A expulsão dos bolsominions da Gaviões da Fiel e a importância de se posicionar em momentos históricos. Por Donato

Atualizado em 20 de setembro de 2018 às 11:07
Gaviões da Fiel, torcida organizada do Corinthians. Foto: Wikimedia Commons

Causou rebuliço uma nota do presidente da Gaviões da Fiel, a maior e mais antiga torcida organizada do Corinthians. Num resumo do resumo, Rodrigo Gonzalez Tapia, o Digão, afirmou o seguinte: que a história da torcida não comporta o fascismo e gentilmente convida os membros da agremiação que sejam eleitores de Bolsonaro a se desfiliarem.

“Passa lá no Vip e assina a carta de saída”, escreveu ele.

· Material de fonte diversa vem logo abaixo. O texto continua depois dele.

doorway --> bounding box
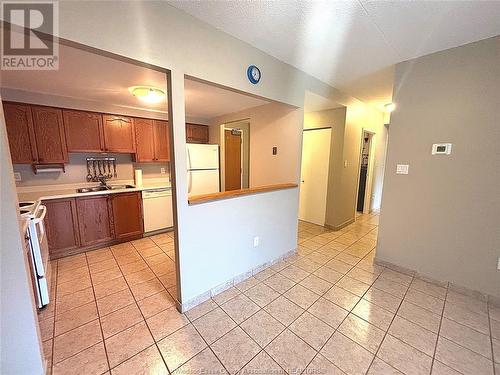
[224,129,243,191]
[299,128,332,225]
[356,130,375,213]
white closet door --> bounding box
[299,129,332,225]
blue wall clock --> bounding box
[247,65,261,85]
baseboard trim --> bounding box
[325,218,355,232]
[177,249,297,313]
[374,257,500,307]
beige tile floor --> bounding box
[40,214,500,375]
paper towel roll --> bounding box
[134,169,142,187]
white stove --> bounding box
[19,201,50,308]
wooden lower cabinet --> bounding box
[76,195,115,246]
[43,192,144,259]
[43,198,80,258]
[111,192,144,239]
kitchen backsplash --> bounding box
[14,153,170,186]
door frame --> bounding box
[224,128,243,189]
[354,128,377,218]
[298,126,333,225]
[219,118,250,192]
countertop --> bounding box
[17,180,171,201]
[188,183,298,205]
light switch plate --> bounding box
[432,143,451,155]
[253,236,260,247]
[396,164,410,174]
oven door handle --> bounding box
[33,205,47,243]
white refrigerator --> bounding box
[187,143,220,196]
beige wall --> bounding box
[210,103,303,187]
[377,37,500,297]
[304,103,387,228]
[0,106,44,374]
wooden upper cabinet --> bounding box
[63,109,104,152]
[76,195,114,246]
[102,115,135,154]
[111,192,144,240]
[134,118,155,162]
[186,124,208,143]
[3,103,37,164]
[43,198,80,259]
[153,120,170,161]
[31,106,69,164]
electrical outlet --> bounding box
[396,164,410,174]
[253,236,260,247]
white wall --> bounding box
[0,106,44,374]
[377,36,500,298]
[210,103,303,187]
[0,1,376,318]
[180,188,298,298]
[304,103,387,228]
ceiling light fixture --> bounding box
[128,86,166,104]
[384,103,396,113]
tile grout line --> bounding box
[84,250,111,373]
[185,214,380,372]
[49,261,59,374]
[431,283,449,373]
[486,301,500,375]
[107,240,174,373]
[296,231,383,372]
[365,275,415,374]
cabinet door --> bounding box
[102,115,135,154]
[63,109,104,152]
[134,118,155,162]
[186,124,208,143]
[3,103,37,164]
[76,195,114,246]
[43,198,80,258]
[31,106,68,164]
[153,120,170,161]
[111,192,144,240]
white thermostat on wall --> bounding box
[432,143,451,155]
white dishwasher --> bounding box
[142,188,174,233]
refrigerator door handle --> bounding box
[186,147,191,170]
[33,205,47,243]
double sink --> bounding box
[76,185,135,193]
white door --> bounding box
[299,129,332,225]
[188,169,220,196]
[187,143,219,169]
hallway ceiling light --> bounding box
[128,86,166,104]
[384,103,396,113]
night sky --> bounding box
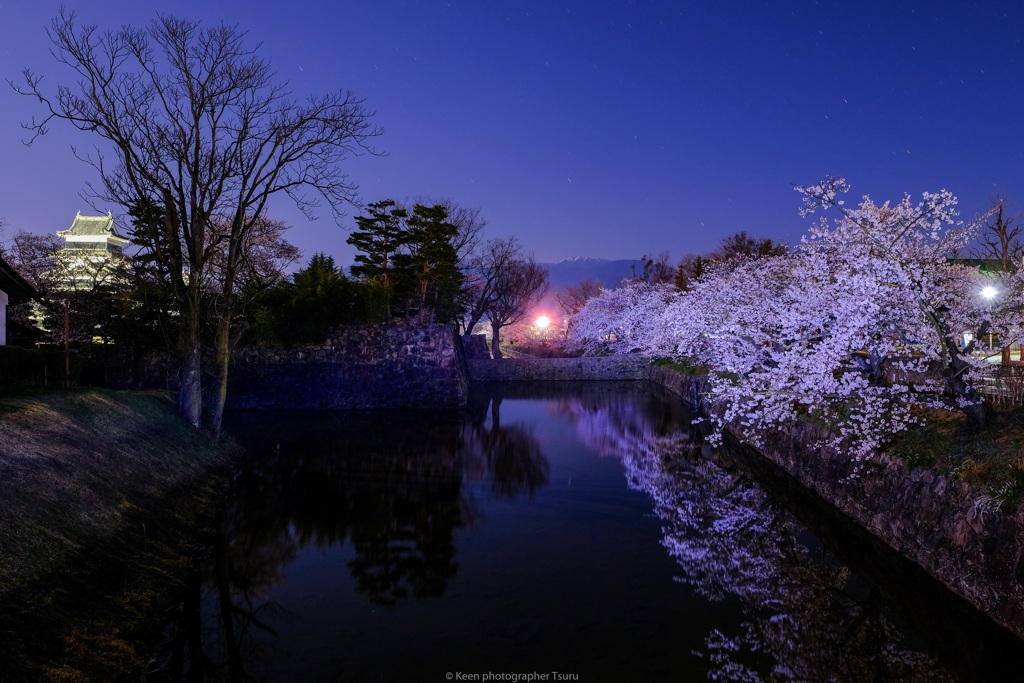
[0,0,1024,265]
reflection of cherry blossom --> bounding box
[562,400,949,681]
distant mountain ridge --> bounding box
[538,256,643,292]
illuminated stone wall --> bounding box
[227,325,466,410]
[468,355,650,382]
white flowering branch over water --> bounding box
[562,401,949,682]
[571,178,1021,461]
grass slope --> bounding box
[0,390,231,681]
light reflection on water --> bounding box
[153,383,1024,681]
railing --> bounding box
[977,364,1024,405]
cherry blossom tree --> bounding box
[572,178,1019,460]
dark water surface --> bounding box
[160,383,1024,682]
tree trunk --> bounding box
[490,321,502,360]
[178,310,203,428]
[210,316,231,438]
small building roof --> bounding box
[57,211,128,242]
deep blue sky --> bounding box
[0,0,1024,264]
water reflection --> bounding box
[561,389,1022,682]
[154,383,1024,681]
[159,403,549,681]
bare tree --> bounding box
[464,238,522,335]
[555,279,604,338]
[486,249,548,358]
[973,197,1024,272]
[11,11,380,433]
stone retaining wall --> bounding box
[226,325,467,410]
[468,355,650,382]
[651,368,1024,637]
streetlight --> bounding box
[981,285,998,351]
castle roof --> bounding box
[57,211,128,242]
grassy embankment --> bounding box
[0,390,233,681]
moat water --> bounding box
[157,383,1024,682]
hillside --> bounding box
[538,258,643,292]
[0,390,231,681]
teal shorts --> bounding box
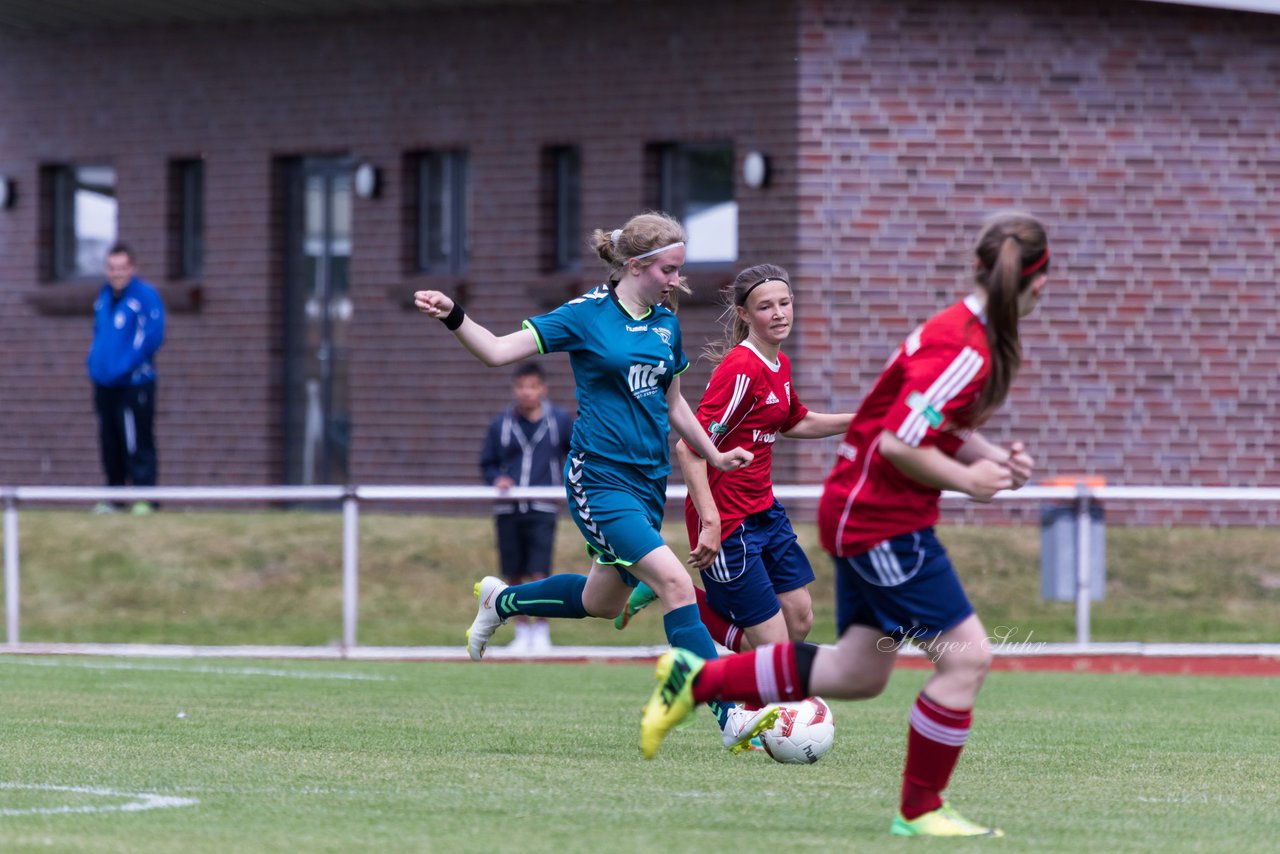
[564,452,667,573]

Assim, na lata.

As reações ao manifesto são retrato do país atual: apoio ou condenação. No segundo grupo, estão as pessoas que entendem que futebol e política não se misturam, que o gesto da torcida organizada é um contrassenso ao se afirmar democrático ao mesmo tempo que proíbe a livre manifestação, e por aí vai.

Vamos lá, começando pelo papo reto. Todo mundo tem liberdade para votar em quem bem entender, bem como a Gaviões tem total direito de escolher quem ela deseja como associado. Como organização, ela pode definir os critérios para admissão – e também expurgo – de seus integrantes. Por questão obvia, palmeirense não entra, certo? Fascista também não, simples assim.

Uma torcida organizada e uniformizada é uma extensão do time e precisa estar entrelaçada com os valores do clube. O Corinthians é ‘o time do povo’, não pode compatibilizar com ideias prejudiciais ao mesmo povo. Não aceitar fascistas em suas quadras não é um contrassenso, é a confirmação de que democracia e autoritarismo são posições excludentes. O nazifascismo traz em seu âmago valores que não são considerados ‘liberdade de expressão’ nem em democracias. Racismo e apologia ao genocídio, para ficarmos somente em dois, são crimes. Ponto.

Posicionar-se é uma atitude corajosa, pois traz o ônus a reboque (e um deles talvez implique na cobrança por um esclarecimento da Gaviões frente ao posicionamento dos jogadores Jadson e Roger, ambos manifestamente apoiadores do inominável). ‘Comercialmente’ também é algo não recomendável. Ao não agradar a todos, reduz-se o ‘nicho de mercado’. Essa, portanto, pode ser a razão para que as demais grandes torcidas organizadas dos outros três grandes times paulistas, fiquem em cima do muro. Procuradas pela reportagem do Uol, todas declararam preferir ‘neutralidade’ quanto ao tema.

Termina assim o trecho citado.